Lo diciamo non perchè crediamo ad una ripresa in grande dello stalinismo - rispetto al quale il proletariato internazionale ha dietro di sé una cesura in prospettiva fortunatamente non più recuperabile - ma per aprire gli occhi a quei compagni che qui ancora vanno alla ricerca del "baffone" di turno cui relegare la salvezza del "socialismo" (e che in realtà contribuiscono a dissolvere un potenziale di classe a tutto favore dello sciovinismo russo, questo sì con qualche chances a disposizione).
Un'ultimissima nota sulle sparute presenze "trotzkiste". Tralasciamo i trotskisti "importati" da Ovest all'indomani del '91 (corrente del Segretariato della IV, ma anche attivisti di organizzazioni quali il Militant) nella prospettiva di una immediata sollevazione della classe operaia a difesa delle "conquiste dell'Ottobre" e oggi ridotti a un intervento nelle lotte operaie improntato al più bieco economicismo. Interessanti invece alcuni segnali che indirettamente provengono dalle esigue avanguardie "autoctone", per lo meno da quelle a nostra conoscenza. Se infatti, all'indomani del '91, tra di esse aveva ancora corso la vulgata secondo cui proprietà statale = elementi di socialismo e dunque, permanendo la prima, la "controrivoluzione sociale" della borghesia era ancora in alto mare (!), oggi non si fa più cenno di quella equazione nell'analisi del corso delle privatizzazioni (con ciò, sia chiaro, non diciamo che è subentrata una corretta analisi marxista) né si punta in sostituzione di ciò sull'illusione autogestionaria, che anzi è riconosciuta come tale. A ulteriore conferma di ciò la posizione assunta di fronte allo scontro El'tsin-parlamento da parte di questi compagni è stata di contrapposizione a entrambi gli schieramenti borghesi con un intervento nella classe operaia volto a rafforzare la difesa autonoma delle proprie postazioni.

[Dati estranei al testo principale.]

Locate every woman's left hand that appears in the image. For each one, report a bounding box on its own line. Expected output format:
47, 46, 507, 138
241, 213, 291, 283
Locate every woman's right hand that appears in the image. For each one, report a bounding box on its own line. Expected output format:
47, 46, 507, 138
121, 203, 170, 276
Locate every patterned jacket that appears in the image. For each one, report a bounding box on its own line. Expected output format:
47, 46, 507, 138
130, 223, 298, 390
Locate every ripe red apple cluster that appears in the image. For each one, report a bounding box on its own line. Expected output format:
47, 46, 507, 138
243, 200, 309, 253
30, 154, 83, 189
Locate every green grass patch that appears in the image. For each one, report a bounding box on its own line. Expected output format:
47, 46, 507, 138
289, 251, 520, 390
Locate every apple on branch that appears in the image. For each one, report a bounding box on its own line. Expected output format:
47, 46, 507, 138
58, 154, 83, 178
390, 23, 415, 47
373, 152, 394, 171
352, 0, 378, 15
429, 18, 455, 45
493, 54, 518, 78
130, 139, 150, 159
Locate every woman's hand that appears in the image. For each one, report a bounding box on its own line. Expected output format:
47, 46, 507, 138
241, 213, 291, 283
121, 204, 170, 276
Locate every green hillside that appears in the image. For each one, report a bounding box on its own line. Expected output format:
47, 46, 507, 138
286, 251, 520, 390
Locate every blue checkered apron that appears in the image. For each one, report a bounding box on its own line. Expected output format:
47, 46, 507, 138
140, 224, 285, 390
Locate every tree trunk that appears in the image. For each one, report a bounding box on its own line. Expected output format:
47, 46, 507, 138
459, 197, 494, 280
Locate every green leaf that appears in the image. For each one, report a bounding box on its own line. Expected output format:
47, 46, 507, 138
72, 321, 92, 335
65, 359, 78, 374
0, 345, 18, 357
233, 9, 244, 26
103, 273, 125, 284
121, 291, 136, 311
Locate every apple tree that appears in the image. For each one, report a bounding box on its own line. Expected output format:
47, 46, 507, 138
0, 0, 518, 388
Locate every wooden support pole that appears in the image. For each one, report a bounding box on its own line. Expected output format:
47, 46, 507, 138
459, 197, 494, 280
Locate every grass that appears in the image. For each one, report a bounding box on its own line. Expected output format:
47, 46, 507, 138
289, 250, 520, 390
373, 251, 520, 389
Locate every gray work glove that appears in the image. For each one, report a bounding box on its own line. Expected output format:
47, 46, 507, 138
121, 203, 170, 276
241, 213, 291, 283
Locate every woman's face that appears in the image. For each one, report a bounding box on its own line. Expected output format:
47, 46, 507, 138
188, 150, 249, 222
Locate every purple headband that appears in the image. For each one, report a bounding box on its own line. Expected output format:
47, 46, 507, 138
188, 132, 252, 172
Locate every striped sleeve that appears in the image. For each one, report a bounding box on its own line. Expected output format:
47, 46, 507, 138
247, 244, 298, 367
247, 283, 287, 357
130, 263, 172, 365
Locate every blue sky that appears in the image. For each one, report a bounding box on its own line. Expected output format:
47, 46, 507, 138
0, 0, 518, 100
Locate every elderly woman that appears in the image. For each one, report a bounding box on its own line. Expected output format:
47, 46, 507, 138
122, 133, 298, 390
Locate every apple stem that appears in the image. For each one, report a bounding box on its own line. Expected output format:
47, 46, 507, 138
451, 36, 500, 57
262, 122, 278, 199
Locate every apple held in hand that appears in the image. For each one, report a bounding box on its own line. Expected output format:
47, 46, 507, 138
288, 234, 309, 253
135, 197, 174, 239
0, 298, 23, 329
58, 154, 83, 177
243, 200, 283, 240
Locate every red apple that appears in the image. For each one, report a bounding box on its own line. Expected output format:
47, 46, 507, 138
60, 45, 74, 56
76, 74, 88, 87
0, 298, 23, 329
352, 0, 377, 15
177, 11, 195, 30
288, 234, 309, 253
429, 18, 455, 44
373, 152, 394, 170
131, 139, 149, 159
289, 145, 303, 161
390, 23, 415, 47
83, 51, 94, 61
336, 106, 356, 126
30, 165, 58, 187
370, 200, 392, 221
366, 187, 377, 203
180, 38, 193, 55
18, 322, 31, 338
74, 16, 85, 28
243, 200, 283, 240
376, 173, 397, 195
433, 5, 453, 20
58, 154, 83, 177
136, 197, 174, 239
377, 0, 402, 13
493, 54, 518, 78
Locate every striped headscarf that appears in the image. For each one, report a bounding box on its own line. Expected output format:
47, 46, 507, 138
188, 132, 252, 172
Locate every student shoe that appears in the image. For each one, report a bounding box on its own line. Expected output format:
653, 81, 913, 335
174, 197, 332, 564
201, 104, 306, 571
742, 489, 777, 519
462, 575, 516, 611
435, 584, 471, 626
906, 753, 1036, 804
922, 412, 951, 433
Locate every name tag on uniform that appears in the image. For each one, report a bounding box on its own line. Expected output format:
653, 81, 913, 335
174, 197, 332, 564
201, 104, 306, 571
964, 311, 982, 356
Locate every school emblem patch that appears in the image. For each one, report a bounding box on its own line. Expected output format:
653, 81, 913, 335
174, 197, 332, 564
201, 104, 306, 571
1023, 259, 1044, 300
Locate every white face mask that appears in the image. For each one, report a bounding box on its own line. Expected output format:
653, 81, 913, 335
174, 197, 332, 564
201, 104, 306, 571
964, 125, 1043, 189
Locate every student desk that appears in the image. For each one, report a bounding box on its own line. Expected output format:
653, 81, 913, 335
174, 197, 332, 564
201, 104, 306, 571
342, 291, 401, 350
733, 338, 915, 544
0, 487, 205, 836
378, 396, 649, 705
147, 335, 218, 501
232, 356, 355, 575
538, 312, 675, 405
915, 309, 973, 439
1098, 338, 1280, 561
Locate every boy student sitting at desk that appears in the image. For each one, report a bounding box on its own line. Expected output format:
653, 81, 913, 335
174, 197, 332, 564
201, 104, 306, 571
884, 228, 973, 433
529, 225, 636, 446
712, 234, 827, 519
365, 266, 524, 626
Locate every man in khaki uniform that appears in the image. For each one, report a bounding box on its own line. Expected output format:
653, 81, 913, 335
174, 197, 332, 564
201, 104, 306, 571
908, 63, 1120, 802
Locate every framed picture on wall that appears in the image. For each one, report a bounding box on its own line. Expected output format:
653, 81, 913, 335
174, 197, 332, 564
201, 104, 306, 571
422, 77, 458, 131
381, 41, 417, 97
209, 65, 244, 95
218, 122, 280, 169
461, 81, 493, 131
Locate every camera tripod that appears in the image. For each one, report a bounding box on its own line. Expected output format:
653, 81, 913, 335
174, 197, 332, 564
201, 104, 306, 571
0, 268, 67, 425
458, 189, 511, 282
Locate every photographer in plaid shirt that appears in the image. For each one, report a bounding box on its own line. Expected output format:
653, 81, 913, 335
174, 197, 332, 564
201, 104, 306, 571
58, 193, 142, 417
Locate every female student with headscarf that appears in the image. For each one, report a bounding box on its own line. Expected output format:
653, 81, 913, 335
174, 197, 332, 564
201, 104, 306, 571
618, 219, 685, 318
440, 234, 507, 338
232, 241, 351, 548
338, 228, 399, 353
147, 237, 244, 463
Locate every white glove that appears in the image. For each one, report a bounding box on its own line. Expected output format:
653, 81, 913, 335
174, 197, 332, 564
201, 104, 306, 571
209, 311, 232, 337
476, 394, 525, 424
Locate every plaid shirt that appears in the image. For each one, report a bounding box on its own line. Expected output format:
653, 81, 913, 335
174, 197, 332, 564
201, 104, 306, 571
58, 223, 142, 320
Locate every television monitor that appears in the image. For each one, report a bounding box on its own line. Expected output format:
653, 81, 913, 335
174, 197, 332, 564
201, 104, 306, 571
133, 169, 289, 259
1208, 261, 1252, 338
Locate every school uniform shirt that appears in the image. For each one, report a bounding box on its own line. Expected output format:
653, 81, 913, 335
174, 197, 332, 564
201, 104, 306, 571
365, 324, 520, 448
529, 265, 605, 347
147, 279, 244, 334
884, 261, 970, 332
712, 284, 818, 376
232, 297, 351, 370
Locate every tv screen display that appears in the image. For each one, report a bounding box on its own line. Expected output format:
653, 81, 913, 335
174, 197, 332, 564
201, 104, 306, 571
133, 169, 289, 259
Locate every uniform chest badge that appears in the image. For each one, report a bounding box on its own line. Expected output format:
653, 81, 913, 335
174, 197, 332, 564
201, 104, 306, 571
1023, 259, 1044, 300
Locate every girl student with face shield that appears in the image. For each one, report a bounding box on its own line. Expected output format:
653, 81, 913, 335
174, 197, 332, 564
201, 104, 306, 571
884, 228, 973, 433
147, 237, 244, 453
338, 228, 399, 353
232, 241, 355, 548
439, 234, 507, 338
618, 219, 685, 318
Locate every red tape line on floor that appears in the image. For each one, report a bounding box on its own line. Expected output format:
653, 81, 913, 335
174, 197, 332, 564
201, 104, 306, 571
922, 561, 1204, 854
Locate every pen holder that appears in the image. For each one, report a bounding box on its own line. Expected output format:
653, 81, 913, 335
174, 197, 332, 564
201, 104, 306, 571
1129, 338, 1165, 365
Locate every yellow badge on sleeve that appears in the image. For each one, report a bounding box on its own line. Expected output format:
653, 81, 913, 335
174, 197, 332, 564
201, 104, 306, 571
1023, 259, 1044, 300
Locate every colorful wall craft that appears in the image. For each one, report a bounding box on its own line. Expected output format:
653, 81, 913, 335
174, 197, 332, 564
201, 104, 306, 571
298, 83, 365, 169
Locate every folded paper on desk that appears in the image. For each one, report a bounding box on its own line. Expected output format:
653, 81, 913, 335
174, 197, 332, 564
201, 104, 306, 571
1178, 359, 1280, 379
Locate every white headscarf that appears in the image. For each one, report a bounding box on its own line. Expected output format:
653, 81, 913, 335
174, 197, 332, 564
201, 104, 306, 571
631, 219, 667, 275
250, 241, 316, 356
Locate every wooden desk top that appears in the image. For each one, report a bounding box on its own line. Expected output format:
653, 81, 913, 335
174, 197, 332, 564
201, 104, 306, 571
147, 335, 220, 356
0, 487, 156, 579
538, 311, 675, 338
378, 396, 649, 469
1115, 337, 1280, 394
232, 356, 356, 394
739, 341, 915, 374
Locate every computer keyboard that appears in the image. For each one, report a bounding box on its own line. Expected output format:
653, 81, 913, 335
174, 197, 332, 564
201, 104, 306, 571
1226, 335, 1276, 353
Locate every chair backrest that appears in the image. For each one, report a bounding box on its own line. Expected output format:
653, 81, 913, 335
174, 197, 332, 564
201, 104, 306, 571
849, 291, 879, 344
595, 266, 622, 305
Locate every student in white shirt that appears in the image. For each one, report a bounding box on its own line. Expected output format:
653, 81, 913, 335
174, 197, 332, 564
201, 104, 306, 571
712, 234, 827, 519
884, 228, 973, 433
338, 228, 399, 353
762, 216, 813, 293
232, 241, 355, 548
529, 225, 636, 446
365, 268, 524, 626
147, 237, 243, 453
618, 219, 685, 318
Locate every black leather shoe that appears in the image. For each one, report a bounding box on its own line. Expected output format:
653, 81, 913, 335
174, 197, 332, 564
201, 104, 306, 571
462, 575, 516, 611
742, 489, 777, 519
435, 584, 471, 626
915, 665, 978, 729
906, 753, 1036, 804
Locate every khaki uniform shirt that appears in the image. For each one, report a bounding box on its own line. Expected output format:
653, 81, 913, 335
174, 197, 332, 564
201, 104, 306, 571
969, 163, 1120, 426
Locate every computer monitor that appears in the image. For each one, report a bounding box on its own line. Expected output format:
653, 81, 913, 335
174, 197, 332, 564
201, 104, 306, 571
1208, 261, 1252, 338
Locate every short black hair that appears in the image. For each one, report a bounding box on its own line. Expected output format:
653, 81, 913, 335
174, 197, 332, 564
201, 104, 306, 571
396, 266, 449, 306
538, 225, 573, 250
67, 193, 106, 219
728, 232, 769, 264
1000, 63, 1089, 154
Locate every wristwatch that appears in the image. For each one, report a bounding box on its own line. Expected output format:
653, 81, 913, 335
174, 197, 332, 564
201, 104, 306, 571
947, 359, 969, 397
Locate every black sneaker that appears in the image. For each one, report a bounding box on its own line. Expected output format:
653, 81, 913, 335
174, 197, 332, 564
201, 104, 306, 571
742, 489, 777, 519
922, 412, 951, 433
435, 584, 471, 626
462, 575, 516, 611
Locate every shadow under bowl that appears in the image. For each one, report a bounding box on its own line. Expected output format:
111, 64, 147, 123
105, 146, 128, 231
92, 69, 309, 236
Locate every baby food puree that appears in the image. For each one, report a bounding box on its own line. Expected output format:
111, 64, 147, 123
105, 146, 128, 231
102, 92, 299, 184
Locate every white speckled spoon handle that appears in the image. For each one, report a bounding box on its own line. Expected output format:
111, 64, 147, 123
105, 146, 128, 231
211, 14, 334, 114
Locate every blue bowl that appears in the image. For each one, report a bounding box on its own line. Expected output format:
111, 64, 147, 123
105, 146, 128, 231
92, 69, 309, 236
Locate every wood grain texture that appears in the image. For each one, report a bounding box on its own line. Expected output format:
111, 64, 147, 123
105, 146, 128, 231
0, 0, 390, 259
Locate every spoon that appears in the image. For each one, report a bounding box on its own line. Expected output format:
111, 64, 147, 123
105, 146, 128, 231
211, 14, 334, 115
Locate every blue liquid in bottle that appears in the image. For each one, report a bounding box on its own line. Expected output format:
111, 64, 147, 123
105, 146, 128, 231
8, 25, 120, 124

Come si vede, in Russia qualcosa si muove, seppur ancora sotto la superficie, nella direzione da noi indicata, sia a livello di classe operaia sia a livello di avanguardie politiche. In prospettiva è sicuro un tumultuoso ridefinirsi del nostro fronte di classe, al quale sarà indispensabile il "contributo" di lotta e di programma del proletariato occidentale. Se per quello svolto i comunisti di qui avranno saputo seguire con una coerente visione di classe le "cose sociali di Russia", il riavvicinamento oggettivo di queste due sezioni del proletariato internazionale aprirà scenari in cui all'ordine del giorno si porrà finalmente anche la loro riunificazione soggettiva.